29 Jan Wednesday
Malachi is at once both ominous and utterly hopeful that God will visit His people. For those who have always wanted at hell fire and brimstone homily, Malachi 3, 2-3 is your verse. For those who are waiting joyfully for God’s visitation, then look to the first and last verse of this prophecy.
The refining fire has been transposed into an image of hell, or purgatory at best. It is read since the early Middle Ages as dark and negative and fearful. It is a passage that is used to justify the teaching about purgatory, and it will be too easy for the self-righteous to get lost and caught up into the rhetoric of a fear based religion.

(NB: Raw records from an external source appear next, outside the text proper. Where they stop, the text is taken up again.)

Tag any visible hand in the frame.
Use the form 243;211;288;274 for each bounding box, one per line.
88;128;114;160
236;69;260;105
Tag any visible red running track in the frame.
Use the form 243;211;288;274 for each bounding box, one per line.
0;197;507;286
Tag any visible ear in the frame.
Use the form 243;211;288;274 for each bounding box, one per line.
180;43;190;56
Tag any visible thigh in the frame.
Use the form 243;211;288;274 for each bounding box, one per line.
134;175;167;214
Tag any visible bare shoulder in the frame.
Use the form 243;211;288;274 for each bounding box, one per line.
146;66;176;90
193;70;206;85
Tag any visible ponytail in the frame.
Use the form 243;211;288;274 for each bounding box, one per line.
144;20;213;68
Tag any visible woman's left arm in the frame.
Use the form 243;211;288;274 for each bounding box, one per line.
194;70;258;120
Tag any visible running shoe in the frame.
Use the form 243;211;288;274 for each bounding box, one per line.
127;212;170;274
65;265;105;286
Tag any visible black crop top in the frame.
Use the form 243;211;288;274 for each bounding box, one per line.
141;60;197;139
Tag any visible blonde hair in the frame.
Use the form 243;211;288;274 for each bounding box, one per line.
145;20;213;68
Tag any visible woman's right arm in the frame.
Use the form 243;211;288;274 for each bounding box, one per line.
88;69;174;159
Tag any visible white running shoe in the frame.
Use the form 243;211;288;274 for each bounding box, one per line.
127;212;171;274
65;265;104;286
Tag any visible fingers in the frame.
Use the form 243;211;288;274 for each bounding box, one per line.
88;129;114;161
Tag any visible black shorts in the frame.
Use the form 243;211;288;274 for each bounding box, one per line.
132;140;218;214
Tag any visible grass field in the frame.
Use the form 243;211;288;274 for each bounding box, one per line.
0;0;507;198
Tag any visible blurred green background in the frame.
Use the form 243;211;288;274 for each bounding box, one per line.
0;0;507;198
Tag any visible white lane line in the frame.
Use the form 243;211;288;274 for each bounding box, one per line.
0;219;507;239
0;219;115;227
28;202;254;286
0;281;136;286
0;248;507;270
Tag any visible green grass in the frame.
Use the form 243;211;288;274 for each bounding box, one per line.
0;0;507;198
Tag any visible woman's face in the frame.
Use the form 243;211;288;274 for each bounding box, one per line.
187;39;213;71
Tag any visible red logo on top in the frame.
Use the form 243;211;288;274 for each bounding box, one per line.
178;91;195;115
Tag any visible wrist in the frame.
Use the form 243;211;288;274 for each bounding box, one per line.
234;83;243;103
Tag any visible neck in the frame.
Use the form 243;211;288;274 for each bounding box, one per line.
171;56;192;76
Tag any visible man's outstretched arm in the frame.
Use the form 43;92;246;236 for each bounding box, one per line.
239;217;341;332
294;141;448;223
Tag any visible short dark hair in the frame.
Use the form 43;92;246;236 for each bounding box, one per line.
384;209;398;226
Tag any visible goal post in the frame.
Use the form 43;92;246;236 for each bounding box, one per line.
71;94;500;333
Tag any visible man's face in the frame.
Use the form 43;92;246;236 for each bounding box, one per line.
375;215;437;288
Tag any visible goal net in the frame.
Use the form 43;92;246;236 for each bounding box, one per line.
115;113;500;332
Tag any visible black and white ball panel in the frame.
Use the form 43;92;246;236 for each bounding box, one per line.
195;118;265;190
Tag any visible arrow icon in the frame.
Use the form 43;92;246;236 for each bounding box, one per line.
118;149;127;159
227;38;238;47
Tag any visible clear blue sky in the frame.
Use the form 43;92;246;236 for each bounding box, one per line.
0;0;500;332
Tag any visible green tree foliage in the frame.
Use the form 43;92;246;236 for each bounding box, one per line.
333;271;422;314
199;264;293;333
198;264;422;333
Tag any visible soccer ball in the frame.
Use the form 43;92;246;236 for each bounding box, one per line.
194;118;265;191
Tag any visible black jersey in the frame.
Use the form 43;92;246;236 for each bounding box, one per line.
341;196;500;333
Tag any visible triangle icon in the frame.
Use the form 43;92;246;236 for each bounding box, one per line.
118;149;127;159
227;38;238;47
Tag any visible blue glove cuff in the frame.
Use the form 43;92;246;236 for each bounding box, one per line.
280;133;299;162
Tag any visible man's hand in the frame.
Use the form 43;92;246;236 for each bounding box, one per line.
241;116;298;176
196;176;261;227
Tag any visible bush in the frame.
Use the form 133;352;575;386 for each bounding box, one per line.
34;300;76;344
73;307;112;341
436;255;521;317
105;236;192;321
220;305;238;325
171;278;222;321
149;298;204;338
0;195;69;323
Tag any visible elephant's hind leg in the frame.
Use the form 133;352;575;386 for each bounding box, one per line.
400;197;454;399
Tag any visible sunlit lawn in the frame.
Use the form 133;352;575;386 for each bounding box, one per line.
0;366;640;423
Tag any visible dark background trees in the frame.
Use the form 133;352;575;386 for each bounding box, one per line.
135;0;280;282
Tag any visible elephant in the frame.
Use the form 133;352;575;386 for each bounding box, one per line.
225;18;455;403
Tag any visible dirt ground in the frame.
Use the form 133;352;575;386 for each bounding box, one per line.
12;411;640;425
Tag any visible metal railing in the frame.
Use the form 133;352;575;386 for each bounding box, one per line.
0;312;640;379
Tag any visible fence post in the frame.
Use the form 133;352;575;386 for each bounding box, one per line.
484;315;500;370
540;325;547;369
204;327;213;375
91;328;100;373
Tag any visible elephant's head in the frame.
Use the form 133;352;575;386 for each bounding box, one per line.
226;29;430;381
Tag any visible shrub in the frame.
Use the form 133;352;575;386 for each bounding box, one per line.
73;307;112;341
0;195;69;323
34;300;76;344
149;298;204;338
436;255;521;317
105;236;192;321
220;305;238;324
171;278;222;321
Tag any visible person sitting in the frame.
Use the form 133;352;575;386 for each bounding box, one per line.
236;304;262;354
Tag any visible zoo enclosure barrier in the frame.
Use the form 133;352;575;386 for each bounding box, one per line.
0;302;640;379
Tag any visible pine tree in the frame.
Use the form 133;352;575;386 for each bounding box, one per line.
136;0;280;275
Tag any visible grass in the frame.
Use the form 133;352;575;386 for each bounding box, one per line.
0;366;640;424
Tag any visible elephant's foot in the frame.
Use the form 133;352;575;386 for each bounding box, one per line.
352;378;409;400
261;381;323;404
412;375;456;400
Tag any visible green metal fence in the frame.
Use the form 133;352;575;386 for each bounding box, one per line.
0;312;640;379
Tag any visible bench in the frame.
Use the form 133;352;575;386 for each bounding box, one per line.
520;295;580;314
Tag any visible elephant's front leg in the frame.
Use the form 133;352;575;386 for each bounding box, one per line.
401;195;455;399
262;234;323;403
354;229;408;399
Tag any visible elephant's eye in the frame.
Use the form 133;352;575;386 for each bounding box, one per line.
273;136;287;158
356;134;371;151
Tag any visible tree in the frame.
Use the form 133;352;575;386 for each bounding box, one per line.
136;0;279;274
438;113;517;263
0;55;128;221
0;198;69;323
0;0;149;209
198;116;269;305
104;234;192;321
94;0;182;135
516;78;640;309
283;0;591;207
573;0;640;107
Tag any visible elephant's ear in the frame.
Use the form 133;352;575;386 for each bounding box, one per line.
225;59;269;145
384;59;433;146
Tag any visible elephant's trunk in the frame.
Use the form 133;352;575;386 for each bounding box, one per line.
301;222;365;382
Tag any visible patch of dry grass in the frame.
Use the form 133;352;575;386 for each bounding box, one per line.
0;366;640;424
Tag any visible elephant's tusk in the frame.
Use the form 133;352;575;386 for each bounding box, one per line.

This is arguably not the intention of the prophet to scare and create a fear based religious view of God. Here the prophet is using images of hope. The refiner of metals gets all excited at this stage in the process of turning raw ores into things of valuable. It is an awesome experience filled with excitement to watch the valuable end product emerge from the intense heat and fills the refiner with satisfaction. The same is true of the fuller turning wool filled with the grit of the pasture into the purest white material for proper robes, because the whiter the more valuable.
IN addition to the imagery are the verbs that express both excitement, anticipation, and joy. “Suddenly”, “desire”, “refining”, “will please” is not the language of the full religious experience. This ought to be the focus of the homily.